Uwe Schmidt entgegnet auf diese Kritik, dass das Deutsche Schifffahrtsmuseum "ja nicht irgendein Museum", sondern dafür da sei, das maritime Erbe nicht nur der Stadt Bremerhaven und des Landes Bremens, sondern auch der Bundesrepublik Deutschlands zu erhalten.

Wenn Sie nichts machen kriegen Sie keine Kritik, machen Sie was, kriegen Sie welche, das ist so.

Uwe Schmidt (Archivbild)
Uwe Schmidt (SPD), Bremerhavener Bundestagsabgeordneter
Wie finden die Bürger die Entscheidung?
Bei der Meinungsmelder-Umfrage von Radio Bremen im Oktober hatten sich die Teilnehmer mehrheitlich fürs Abwracken ausgesprochen. Nur 23 Prozent wollten die Sanierung. Auf Facebook zeigen sich nun viele Bremer und Bremerhavener regelrecht entsetzt.

Spannend, wofür wir in Bremerhaven und Bremen dringend Geld brauchen und es nicht haben und wofür es dann rausgehauen wird. Für ein Museumsschiff. Man kann es kaum glauben.

Jens Suhling - 14. November 2019, 21:55 Uhr.

Was ist mit Schulen und entsprechende Lehrer. Ich raste aus. Alles ist vergänglich, aber was soll aus unseren Kindern (Zukunft) werden?
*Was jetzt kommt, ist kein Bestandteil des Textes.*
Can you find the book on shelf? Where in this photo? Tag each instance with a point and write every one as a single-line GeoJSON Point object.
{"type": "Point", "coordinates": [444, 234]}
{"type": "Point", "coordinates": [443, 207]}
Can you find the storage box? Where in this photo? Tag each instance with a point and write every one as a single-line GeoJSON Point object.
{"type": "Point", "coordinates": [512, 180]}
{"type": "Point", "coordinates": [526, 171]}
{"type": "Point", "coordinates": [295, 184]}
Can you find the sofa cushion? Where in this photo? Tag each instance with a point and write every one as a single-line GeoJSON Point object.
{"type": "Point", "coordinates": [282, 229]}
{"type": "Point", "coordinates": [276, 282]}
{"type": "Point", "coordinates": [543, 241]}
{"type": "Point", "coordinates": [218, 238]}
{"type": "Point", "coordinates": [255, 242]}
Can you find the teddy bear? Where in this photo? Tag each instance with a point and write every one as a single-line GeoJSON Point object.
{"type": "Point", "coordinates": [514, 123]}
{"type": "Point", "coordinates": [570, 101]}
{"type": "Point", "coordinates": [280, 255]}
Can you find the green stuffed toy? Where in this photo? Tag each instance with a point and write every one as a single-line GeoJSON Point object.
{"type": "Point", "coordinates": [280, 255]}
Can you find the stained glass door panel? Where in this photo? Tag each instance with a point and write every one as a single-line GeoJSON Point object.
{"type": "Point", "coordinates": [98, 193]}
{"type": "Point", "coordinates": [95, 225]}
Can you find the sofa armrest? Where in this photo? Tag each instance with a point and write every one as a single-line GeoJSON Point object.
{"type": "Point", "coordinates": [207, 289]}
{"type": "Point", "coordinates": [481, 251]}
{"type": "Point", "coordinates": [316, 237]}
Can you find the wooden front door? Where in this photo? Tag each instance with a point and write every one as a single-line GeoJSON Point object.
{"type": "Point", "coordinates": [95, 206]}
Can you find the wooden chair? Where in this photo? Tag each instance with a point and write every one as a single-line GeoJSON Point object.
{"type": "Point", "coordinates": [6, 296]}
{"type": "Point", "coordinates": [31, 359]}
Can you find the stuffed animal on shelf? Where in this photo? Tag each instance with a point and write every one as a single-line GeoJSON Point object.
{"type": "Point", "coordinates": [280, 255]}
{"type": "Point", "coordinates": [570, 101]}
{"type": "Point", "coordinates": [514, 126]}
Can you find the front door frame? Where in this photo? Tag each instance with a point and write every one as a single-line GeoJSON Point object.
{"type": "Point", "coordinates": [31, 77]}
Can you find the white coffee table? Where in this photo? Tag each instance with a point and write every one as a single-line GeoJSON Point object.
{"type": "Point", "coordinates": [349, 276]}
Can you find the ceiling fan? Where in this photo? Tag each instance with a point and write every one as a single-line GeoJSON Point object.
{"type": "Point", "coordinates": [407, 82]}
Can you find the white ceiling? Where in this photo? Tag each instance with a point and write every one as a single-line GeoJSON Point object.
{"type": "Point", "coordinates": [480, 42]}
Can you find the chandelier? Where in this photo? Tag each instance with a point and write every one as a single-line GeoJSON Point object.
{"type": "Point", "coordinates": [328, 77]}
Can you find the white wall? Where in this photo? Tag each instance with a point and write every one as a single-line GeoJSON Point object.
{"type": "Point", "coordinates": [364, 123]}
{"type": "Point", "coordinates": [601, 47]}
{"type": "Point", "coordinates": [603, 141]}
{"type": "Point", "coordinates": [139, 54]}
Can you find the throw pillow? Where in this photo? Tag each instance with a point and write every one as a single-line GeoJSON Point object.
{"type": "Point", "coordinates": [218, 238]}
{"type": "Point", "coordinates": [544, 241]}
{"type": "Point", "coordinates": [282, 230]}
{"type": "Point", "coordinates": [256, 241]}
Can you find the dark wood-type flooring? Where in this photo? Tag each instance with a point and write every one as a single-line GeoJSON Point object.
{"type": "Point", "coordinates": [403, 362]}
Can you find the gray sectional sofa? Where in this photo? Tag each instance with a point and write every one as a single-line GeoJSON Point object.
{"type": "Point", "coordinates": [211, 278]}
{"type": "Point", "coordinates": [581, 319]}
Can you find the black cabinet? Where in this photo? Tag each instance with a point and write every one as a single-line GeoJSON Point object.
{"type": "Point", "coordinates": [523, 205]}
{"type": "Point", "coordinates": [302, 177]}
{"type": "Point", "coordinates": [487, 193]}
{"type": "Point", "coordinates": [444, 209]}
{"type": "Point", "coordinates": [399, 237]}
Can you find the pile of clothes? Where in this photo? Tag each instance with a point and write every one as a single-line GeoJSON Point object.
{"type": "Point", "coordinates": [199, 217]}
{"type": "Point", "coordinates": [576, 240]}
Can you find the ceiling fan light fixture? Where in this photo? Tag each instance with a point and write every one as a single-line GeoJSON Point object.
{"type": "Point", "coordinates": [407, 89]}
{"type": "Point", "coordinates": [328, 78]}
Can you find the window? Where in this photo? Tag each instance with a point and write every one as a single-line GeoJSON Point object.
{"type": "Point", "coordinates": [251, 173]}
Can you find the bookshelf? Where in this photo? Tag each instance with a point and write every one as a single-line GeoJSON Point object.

Marion Weckner - 15. November 2019, 08:51 Uhr.
Wie geht es mit der "Seute Deern" weiter?
Aktuell liegt die "Seute Deern" unverändert im Museumshafen. Pumpen befördern täglich bis zu 4.800 Kubikmeter Wasser aus dem Schiff. Geplant ist, die "Seute Deern" im Museumshafen in einem Trockendock zu rekonstruieren. Dabei sollen möglichst viele Originalteile verbaut werden, sagt Thomas Joppig, Pressesprecher des Schifffahrtsmuseums. 75 Prozent des Schiffes seien zerstört, einige ikonische Teile, wie die Galionsfigur, das Steuerrad und der Anker, könnten noch gerettet werden. Welche Werft den Auftrag dafür bekommt, ist laut Joppig noch nicht klar.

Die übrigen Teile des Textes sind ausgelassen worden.